Essere soddisfatti e abbracciare il proprio lavoro con gioia non è semplice e non accade affatto di frequente. Sono fin troppe le persone infelici, che vivono il proprio lavoro con difficoltà, frustrazione. Lo vivono come una sorta di carcere a tempo. La paura le spinge ad accettare la situazione passivamente. Ben consapevoli che il tempo passato in posti di lavoro non gratificanti è tempo dedicato a far crescere gli affari di chi non solo non apprezza il lavoro altrui, ma soprattutto non rispetta l’individuo.
L’intelligenza emotiva
È incredibile come molte aziende e organizzazioni considerino ancora oggi le “umane risorse” (prima essere umani e poi risorse) come commodity (termine inglese che indica un bene per cui c’è domanda ma che è offerto senza differenze qualitative sul mercato), mortificandole con ruoli marginali, di secondo o addirittura terzo piano, per concentrarsi solo sui risultati economici. Questo NON è valorizzare le persone. La maggior parte delle imprese sono costruite su modelli di leadership autoritaria, rigida. Sono perciò obsolete e prive di Intelligenza Emotiva.
L’intelligenza emotiva è un aspetto dell’intelligenza legato alla capacità di riconoscere, utilizzare, comprendere e gestire in modo consapevole le proprie ed altrui emozioni. Quando viene a mancare in azienda, i leader antepongono la produttività a valori come il benessere sistemico, la creatività, l’innovazione e la continua crescita delle persone. E quindi dell’organizzazione stessa. Un meccanismo che produce infelicità.
Il benessere dei lavoratori
Essere infelici del proprio lavoro, o peggio, del posto di lavoro, vuol dire in molti casi essere infelici anche nella vita privata, come individui. Alzarsi ogni mattina con l’angoscia di ritrovare le stesse dinamiche del giorno prima: stress, bassa motivazione, rabbia, delusione.
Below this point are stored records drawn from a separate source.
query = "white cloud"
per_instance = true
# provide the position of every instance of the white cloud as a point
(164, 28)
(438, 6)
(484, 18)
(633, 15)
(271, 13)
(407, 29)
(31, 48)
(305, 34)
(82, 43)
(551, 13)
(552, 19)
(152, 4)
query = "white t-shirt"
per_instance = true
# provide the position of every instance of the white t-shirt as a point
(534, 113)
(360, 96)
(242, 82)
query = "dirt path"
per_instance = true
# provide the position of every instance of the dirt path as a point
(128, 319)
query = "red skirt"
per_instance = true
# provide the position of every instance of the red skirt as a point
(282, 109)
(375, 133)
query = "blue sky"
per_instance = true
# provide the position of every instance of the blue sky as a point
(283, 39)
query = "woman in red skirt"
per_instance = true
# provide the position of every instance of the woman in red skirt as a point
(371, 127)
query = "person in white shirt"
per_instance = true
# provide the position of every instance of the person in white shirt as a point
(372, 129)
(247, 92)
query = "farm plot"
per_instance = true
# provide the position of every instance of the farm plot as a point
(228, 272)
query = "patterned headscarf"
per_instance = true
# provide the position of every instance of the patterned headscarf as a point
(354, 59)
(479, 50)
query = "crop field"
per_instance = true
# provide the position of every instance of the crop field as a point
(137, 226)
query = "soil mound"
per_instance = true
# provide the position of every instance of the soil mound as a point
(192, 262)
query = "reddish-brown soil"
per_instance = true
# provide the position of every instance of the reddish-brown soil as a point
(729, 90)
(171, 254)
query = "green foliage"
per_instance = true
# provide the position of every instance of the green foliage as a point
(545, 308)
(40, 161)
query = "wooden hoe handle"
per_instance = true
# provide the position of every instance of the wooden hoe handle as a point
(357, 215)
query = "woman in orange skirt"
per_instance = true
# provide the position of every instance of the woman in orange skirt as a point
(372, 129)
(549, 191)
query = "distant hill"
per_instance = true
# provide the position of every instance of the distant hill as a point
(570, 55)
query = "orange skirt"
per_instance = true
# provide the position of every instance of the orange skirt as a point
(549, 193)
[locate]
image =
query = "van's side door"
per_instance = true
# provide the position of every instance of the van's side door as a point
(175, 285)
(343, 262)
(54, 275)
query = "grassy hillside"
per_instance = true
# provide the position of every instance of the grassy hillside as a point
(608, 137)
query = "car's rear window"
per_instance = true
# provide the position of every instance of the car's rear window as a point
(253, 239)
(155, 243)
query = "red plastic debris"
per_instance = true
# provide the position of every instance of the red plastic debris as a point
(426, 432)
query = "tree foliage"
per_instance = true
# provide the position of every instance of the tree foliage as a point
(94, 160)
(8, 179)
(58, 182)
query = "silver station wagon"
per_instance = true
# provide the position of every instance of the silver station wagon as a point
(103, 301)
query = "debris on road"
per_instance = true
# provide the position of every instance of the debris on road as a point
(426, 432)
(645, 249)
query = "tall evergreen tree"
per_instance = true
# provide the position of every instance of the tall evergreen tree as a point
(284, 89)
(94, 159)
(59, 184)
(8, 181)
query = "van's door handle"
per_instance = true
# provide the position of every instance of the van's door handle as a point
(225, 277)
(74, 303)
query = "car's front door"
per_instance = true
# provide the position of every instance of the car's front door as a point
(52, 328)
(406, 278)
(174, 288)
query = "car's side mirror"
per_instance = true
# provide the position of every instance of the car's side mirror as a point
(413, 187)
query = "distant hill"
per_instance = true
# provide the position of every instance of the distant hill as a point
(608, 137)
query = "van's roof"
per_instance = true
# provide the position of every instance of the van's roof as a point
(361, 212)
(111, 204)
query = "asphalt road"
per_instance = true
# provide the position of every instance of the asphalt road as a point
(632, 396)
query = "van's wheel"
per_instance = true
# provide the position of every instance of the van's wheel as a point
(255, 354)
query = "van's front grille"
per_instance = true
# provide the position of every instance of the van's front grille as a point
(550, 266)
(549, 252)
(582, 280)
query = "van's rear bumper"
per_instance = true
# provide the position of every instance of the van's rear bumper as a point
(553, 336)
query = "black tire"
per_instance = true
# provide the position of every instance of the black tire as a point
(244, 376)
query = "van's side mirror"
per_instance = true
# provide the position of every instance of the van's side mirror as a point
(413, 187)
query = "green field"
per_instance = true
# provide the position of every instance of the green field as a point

Tutte emozioni che ci fanno entrare in un tunnel pericoloso, che andrebbe evitato. Ed è così che si ripropone il vecchio dilemma: vivere per lavorare o lavorare per vivere? Allora, cari manager e imprenditori, se volete vedere crescere la vostra azienda e voi, iniziate a far stare bene le persone sul posto di lavoro. Sono loro il vero valore della vostra organizzazione!
Se non lo fate, se non ci pensate adesso purtroppo ve ne accorgerete: sarà solo una questione di tempo, prima o poi ne pagherete i costi. E per chi non è soddisfatto del proprio lavoro, i miei suggerimenti sono 3:
1. Il problema probabilmente non risiede in voi, ma negli altri;
2. Guardatevi intorno, non è facile ma c’è sempre un’altra possibilità;
3. Non siete come vi fanno credere: siete molto meglio.